You read that right, Derek Butler of the Association of Seafood Producers can take a share of the credit as inspiration for SEA-NL — the “distinct” voice of inshore skippers. During an evening in February 2021 (more than a year after FISH-NL disbanded) Butler sent me an e-mail.

Derek Butler is leaving the Association of Seafood Producers for a new job with the Nunavut Fisheries Association, an indigenous organization with huge offshore fishing interests.



"Ryan

Sitting here reading some old fisheries reports, and tonight read this in a 1993 Task Force Report on Incomes and Adjustments in the Fishery, p.24.


It was, you will find funny, attributed to the FFAW.



You can find the full report https://waves-vagues.dfo-mpo.gc.ca/Library/149157.pdf.

Kind rgds,Derek


To be clear, I have known Derek Butler for years, and while our relationship had been friendly/respectful/enemy-of-my-enemyish (until he blocked me), we were not buddies.

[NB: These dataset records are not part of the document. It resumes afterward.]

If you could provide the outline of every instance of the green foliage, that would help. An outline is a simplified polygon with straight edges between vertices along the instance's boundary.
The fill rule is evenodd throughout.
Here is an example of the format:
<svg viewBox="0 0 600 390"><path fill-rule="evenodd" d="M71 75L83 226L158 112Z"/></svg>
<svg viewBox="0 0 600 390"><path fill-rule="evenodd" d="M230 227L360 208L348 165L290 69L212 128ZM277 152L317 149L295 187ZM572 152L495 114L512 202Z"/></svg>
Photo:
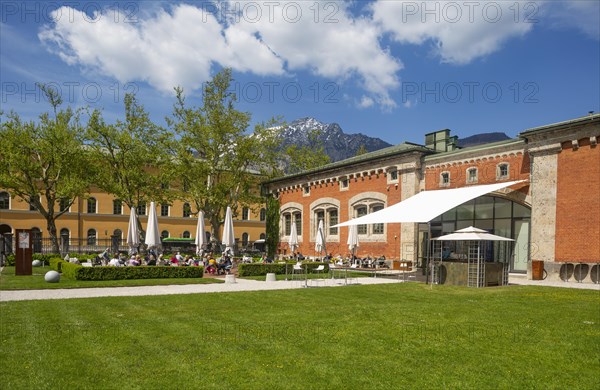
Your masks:
<svg viewBox="0 0 600 390"><path fill-rule="evenodd" d="M173 115L167 118L179 138L180 197L195 205L194 212L204 212L217 241L227 206L235 217L239 208L261 201L257 188L275 160L275 141L265 125L257 125L254 136L246 134L251 115L235 108L232 82L231 69L217 73L205 84L200 107L190 107L177 88Z"/></svg>
<svg viewBox="0 0 600 390"><path fill-rule="evenodd" d="M202 278L204 267L81 267L77 280Z"/></svg>
<svg viewBox="0 0 600 390"><path fill-rule="evenodd" d="M279 199L272 195L267 196L266 215L266 246L267 257L274 259L279 246Z"/></svg>
<svg viewBox="0 0 600 390"><path fill-rule="evenodd" d="M50 259L50 268L62 272L64 277L76 280L202 278L204 276L204 267L83 267L57 257Z"/></svg>
<svg viewBox="0 0 600 390"><path fill-rule="evenodd" d="M292 273L293 265L296 262L288 262L287 263L287 273ZM325 269L324 273L329 272L329 265L326 263L316 263L316 262L304 262L302 263L302 268L306 266L306 270L309 274L315 272L315 269L324 265ZM286 263L250 263L250 264L238 264L238 275L240 277L244 276L264 276L268 273L274 273L277 275L285 275L286 273Z"/></svg>
<svg viewBox="0 0 600 390"><path fill-rule="evenodd" d="M60 264L60 272L62 273L62 275L66 278L70 278L70 279L78 279L77 278L77 274L78 271L80 269L83 269L84 267L82 267L79 264L74 264L74 263L69 263L68 261L63 261Z"/></svg>
<svg viewBox="0 0 600 390"><path fill-rule="evenodd" d="M57 272L62 272L62 265L65 261L60 257L52 257L48 260L50 268Z"/></svg>
<svg viewBox="0 0 600 390"><path fill-rule="evenodd" d="M166 185L173 173L172 134L150 120L134 95L124 101L125 119L114 125L99 111L91 115L86 136L97 167L95 185L130 208L167 202L173 197Z"/></svg>
<svg viewBox="0 0 600 390"><path fill-rule="evenodd" d="M24 122L11 112L0 127L0 188L30 203L46 220L53 249L59 251L56 219L66 212L59 207L66 199L87 193L94 171L90 153L83 147L85 127L80 113L70 107L59 109L58 92L38 85L53 113L39 121ZM68 208L68 207L67 207Z"/></svg>

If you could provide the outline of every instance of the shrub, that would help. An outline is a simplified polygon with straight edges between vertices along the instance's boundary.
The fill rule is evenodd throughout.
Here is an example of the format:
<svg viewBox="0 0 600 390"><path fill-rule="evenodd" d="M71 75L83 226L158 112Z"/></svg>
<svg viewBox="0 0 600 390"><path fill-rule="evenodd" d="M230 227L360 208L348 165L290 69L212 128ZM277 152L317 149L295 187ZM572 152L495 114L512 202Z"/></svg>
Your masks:
<svg viewBox="0 0 600 390"><path fill-rule="evenodd" d="M202 278L204 267L82 267L69 264L67 272L74 271L77 280L120 280L120 279L164 279L164 278ZM63 270L65 270L63 264ZM67 273L63 272L65 276ZM70 276L69 276L70 277Z"/></svg>
<svg viewBox="0 0 600 390"><path fill-rule="evenodd" d="M296 262L288 262L287 263L287 272L289 274L292 273L292 269ZM242 276L264 276L268 273L274 273L278 275L285 275L285 265L286 263L251 263L251 264L238 264L238 275ZM324 265L325 269L323 272L329 272L329 265L326 263L317 263L317 262L303 262L302 268L306 265L307 272L309 274L315 272L315 268L320 265Z"/></svg>
<svg viewBox="0 0 600 390"><path fill-rule="evenodd" d="M64 263L65 261L63 259L61 259L60 257L52 257L48 260L48 263L50 264L50 268L57 271L57 272L62 272L62 263Z"/></svg>

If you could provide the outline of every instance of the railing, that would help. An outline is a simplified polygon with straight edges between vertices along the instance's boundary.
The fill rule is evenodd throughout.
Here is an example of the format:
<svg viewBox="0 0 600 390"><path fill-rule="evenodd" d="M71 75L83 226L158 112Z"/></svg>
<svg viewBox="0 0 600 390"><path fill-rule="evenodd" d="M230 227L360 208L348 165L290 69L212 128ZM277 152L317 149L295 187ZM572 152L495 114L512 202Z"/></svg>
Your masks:
<svg viewBox="0 0 600 390"><path fill-rule="evenodd" d="M54 253L52 240L49 237L33 237L32 238L33 253ZM108 249L111 253L127 252L129 247L125 240L113 238L97 238L94 240L87 238L67 238L59 237L58 245L61 255L71 254L91 254L101 253ZM11 234L0 236L0 249L4 253L14 253L16 247L15 237Z"/></svg>

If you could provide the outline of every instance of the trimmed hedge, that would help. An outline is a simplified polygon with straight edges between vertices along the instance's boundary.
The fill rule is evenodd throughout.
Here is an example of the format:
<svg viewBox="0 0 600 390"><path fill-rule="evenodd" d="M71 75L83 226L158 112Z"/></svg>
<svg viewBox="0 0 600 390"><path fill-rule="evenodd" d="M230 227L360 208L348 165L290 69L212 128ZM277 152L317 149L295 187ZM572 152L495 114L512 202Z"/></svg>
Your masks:
<svg viewBox="0 0 600 390"><path fill-rule="evenodd" d="M119 279L165 279L165 278L202 278L204 267L78 267L77 280L119 280ZM63 264L63 270L64 270ZM66 275L65 275L66 276Z"/></svg>
<svg viewBox="0 0 600 390"><path fill-rule="evenodd" d="M76 280L166 279L202 278L204 267L83 267L54 257L50 268L62 272L66 278Z"/></svg>
<svg viewBox="0 0 600 390"><path fill-rule="evenodd" d="M287 263L287 273L291 274L294 268L294 264L296 262L288 262ZM242 263L238 264L238 275L242 276L264 276L268 273L285 275L285 263ZM315 273L315 268L320 265L324 265L325 269L323 272L329 272L329 264L327 263L317 263L317 262L303 262L302 268L306 265L307 272L309 274Z"/></svg>
<svg viewBox="0 0 600 390"><path fill-rule="evenodd" d="M53 259L55 257L56 257L56 255L54 255L54 254L34 253L31 256L31 260L40 260L41 262L44 263L44 265L48 265L48 264L50 264L50 259ZM6 256L6 263L7 263L6 265L11 266L11 267L16 265L14 253L11 253L10 255Z"/></svg>

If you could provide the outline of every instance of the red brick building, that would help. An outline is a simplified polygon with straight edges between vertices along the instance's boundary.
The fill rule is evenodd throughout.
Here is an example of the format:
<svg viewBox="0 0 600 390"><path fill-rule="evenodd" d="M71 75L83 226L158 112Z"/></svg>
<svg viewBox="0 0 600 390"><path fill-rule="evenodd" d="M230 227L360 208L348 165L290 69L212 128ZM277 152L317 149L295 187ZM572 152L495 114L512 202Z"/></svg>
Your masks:
<svg viewBox="0 0 600 390"><path fill-rule="evenodd" d="M300 252L318 256L316 231L322 220L327 252L345 257L348 228L335 227L340 222L420 191L524 180L448 210L430 226L360 225L357 255L421 265L429 231L436 237L475 226L515 240L507 256L512 272L531 270L531 260L544 261L551 277L562 263L600 263L599 137L598 114L464 149L443 130L427 134L425 145L402 143L264 183L280 202L279 253L290 254L287 242L295 226ZM588 278L593 265L586 268Z"/></svg>

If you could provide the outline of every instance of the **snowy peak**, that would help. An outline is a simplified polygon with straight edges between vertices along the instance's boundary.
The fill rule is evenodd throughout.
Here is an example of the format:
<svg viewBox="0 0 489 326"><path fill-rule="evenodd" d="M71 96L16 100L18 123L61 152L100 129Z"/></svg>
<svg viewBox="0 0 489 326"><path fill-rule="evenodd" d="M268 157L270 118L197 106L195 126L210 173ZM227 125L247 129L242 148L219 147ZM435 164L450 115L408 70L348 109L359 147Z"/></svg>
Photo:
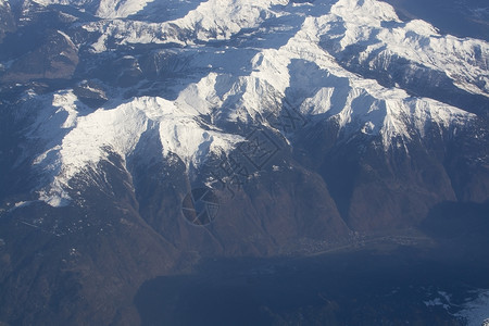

I subscribe to the late Ray Guy's philosophy of never rubbing shoulders with potential adversaries: "It also made it easier … if you’re going to try and cut somebody’s throat you don’t want to know that their mother is dying of cancer or something. It kind of cramps your style a little bit.”


The idea of forming a professional association to represent enterprise owners had been around for a while (first proposed to me by a certain Twillingate fisherman), but the FFAW quote in Derek's email pushed me over the top in terms of seeing it through.


I have him to thank for that, just so we're all on the same page.


But that didn't stop me from giving him a tap when he had it coming.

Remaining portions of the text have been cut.